The long answer: the matchmaking is not perfect! Otherwise there wouldn't be constant complaints in the forum that players are constantly being killed by Predators/Masters or that the matchmaking apparently only knows two extremes: ok/easy or really hard/unfair.
For me, these three points are no reason why the matchmaker does such a poor job at times.
Point 1: as a rule, the next server is used. This changes the group of players on the server, but not the matchmaking, or it shouldn't.
To point 2: why? Why should the players be split up into playlists? Because of the game mode the player wants to play? The mode is chosen by the player.

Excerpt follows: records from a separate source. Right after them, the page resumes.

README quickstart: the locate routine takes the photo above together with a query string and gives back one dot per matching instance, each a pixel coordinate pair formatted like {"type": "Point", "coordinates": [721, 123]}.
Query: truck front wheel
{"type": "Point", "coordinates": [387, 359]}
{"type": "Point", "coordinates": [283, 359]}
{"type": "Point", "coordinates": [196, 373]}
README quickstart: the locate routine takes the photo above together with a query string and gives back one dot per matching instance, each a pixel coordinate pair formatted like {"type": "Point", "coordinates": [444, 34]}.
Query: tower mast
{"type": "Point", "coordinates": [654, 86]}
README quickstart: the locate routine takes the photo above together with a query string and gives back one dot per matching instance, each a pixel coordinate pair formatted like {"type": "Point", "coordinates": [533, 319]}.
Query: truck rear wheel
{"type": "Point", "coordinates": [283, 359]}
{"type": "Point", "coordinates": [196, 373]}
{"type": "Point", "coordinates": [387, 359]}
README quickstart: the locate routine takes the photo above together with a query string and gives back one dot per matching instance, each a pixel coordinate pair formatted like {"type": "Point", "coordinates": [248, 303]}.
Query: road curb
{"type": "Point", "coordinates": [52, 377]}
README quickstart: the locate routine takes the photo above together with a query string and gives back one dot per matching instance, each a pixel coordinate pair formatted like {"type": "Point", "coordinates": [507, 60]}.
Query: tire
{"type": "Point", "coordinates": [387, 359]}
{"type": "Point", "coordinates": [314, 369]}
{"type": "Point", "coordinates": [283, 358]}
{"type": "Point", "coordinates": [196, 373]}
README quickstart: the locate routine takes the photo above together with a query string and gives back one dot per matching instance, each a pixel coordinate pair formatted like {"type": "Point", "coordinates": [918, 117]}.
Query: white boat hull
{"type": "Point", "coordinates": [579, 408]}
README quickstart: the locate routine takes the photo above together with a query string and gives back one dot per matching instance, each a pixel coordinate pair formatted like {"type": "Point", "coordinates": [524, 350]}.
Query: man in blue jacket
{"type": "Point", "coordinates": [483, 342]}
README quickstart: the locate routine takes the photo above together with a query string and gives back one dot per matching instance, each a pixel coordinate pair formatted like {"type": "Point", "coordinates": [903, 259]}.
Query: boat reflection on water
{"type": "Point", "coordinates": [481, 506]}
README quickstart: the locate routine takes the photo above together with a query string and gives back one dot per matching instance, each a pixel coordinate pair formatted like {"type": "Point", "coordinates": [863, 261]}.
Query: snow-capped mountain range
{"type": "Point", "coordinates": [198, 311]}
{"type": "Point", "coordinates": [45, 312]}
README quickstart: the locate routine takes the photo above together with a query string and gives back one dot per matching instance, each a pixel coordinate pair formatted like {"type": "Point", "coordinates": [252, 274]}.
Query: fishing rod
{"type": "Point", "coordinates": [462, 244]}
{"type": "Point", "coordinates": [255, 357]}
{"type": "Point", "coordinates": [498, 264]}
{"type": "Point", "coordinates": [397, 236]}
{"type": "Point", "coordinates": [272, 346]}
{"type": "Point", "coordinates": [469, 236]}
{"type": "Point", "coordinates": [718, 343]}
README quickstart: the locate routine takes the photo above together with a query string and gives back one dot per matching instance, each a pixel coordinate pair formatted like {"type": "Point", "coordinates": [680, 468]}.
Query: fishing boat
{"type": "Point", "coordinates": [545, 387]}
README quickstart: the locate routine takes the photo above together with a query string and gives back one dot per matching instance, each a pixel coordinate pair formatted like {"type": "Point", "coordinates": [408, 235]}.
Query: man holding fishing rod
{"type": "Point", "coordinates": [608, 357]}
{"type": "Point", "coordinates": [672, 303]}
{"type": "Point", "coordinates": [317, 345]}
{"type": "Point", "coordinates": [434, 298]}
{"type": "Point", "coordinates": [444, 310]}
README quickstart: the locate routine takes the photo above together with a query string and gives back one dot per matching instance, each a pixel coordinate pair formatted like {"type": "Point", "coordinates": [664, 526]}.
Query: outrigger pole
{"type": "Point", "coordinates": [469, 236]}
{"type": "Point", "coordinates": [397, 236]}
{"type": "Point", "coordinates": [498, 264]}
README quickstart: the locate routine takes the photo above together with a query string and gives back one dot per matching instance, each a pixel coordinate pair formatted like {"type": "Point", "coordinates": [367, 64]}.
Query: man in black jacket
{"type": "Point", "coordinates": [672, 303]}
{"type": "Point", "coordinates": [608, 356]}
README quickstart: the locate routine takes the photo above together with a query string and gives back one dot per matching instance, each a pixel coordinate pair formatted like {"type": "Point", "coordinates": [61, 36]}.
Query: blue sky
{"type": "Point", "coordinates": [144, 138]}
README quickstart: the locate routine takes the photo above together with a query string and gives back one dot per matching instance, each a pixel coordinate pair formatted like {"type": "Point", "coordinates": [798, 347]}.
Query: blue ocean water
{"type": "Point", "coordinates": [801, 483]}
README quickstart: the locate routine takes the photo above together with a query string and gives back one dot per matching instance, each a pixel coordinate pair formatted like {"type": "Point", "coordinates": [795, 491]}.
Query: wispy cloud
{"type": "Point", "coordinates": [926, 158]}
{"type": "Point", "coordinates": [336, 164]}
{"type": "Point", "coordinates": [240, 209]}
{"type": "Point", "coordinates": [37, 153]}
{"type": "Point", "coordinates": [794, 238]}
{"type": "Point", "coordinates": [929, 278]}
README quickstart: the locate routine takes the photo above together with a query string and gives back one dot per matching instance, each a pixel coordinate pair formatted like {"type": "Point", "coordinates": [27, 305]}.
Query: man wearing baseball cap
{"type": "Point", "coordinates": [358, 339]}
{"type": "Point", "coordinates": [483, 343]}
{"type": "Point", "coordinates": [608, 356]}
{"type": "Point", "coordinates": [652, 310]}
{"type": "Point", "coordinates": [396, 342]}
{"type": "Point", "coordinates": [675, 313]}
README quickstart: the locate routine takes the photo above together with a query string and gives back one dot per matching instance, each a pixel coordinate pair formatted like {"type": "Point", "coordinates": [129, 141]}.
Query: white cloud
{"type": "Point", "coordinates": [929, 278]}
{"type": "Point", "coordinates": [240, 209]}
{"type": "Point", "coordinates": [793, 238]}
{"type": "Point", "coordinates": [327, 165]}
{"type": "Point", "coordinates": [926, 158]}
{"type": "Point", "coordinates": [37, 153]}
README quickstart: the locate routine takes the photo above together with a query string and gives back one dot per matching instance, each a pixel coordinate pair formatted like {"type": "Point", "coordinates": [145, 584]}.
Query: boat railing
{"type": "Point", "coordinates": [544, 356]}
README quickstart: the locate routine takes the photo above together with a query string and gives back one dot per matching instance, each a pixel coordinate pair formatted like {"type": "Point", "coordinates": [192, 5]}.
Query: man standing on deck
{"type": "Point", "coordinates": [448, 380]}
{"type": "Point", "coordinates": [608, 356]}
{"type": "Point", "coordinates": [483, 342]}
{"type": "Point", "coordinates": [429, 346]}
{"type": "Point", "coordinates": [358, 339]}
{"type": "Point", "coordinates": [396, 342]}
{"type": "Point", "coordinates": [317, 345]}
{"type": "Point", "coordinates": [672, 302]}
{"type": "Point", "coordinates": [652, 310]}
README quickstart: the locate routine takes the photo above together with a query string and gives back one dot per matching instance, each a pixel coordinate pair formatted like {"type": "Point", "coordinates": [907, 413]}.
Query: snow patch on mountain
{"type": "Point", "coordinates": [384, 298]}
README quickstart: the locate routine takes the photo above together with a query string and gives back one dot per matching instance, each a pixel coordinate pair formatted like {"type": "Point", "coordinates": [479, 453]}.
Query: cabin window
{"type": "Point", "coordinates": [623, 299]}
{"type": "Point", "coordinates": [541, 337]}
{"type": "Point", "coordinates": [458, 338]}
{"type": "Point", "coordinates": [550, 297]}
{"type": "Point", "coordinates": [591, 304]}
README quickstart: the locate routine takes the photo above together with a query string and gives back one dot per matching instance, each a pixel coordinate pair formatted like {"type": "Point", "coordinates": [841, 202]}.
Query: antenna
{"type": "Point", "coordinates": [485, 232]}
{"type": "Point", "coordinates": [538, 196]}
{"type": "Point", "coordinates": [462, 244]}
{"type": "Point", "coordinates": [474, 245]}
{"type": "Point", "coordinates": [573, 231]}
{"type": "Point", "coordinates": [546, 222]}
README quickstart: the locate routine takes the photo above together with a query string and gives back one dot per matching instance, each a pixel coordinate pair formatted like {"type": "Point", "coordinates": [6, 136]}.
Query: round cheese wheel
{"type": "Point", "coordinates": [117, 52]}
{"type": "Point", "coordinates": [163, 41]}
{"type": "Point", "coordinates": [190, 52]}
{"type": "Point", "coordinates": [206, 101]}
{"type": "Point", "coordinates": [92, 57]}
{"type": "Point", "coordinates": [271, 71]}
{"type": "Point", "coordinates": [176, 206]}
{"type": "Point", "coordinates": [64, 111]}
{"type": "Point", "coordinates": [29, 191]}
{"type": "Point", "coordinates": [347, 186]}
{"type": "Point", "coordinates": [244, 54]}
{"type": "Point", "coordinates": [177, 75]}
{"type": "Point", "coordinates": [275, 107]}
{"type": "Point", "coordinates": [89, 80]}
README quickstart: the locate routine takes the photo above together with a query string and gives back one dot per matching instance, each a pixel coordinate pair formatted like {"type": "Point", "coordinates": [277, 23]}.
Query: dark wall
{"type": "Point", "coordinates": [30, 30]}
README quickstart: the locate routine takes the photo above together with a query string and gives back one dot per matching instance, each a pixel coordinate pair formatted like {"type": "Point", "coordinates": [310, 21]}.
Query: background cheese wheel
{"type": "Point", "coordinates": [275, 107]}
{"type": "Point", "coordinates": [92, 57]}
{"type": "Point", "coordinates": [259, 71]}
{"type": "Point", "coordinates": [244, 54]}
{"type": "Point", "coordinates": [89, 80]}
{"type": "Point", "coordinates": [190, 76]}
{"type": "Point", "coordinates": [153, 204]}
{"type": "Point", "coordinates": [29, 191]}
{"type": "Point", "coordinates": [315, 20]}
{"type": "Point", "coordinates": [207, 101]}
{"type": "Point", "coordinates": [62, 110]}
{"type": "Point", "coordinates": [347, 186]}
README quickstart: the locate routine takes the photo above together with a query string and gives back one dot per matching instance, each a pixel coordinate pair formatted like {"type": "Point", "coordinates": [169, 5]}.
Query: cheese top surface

Point 3: This is exactly where matchmaking fails. "Arbitrary" is a good keyword.
I'll link to another post in which I expressed my thoughts on matchmaking:https://answers.ea.com/t5/Spielinformationen/Bots-Es-gibt-sie-wirklich-und-auch-die-Bot-Lobby/m-p/13537506#M15494
Here's the translation to the part that fits quite well here:
"I repeat my earlier assessment: with a really good matchmaking system, not only would bots be unnecessary, but cheaters would also be tradable.
I'm not a pro, but I would try a "metric" between 0.1 and 10 (0.0 would be a bot; 10.1 would be god mode). The metric would be calculated from the most important and meaningful stats of the players. I haven't thought about exactly how to calculate this key figure and which stats to use. But that's not the topic here at the moment (and other forum members in the German or English forum have already suggested which stats you could use).
If you now sort the list of players according to their metric, you get a list of players whose metric go up or down.
And then, from 10 downwards, 60 "packs" are always sent into the ring. Starting from 0.1 is certainly also possible. This way, the variance of the players' key figures in a BR round should be as small as possible. And I'll just say that it would also feel fairer and more fun for most players.
It would at least have the effect that all cheaters would quickly be among themselves and it shouldn't be possible for bronze/silver/gold players to meet master/predator players en masse. The only negative effect I can think of at the moment would be that the "Predator" and "Master" ranks would have practically no meaning, because only cheaters can actually achieve them. Unless you update your anti-cheat system..."
Each player then has "their" skill score, which changes slightly after each match (based on the statistics of the respective player).
The brick wall effect would also exist here, BUT the crucial question is: how do the games feel until then and at the end?
A few good games and then a long period of total annihilation after 10 seconds? Or almost always an interesting, close game, with a few kills, in which you also lost, but didn't feel like you were playing against a superhuman with no chance?
I much prefer the second type of game, and that's exactly the type that used to exist in the past (up to S12 in my opinion).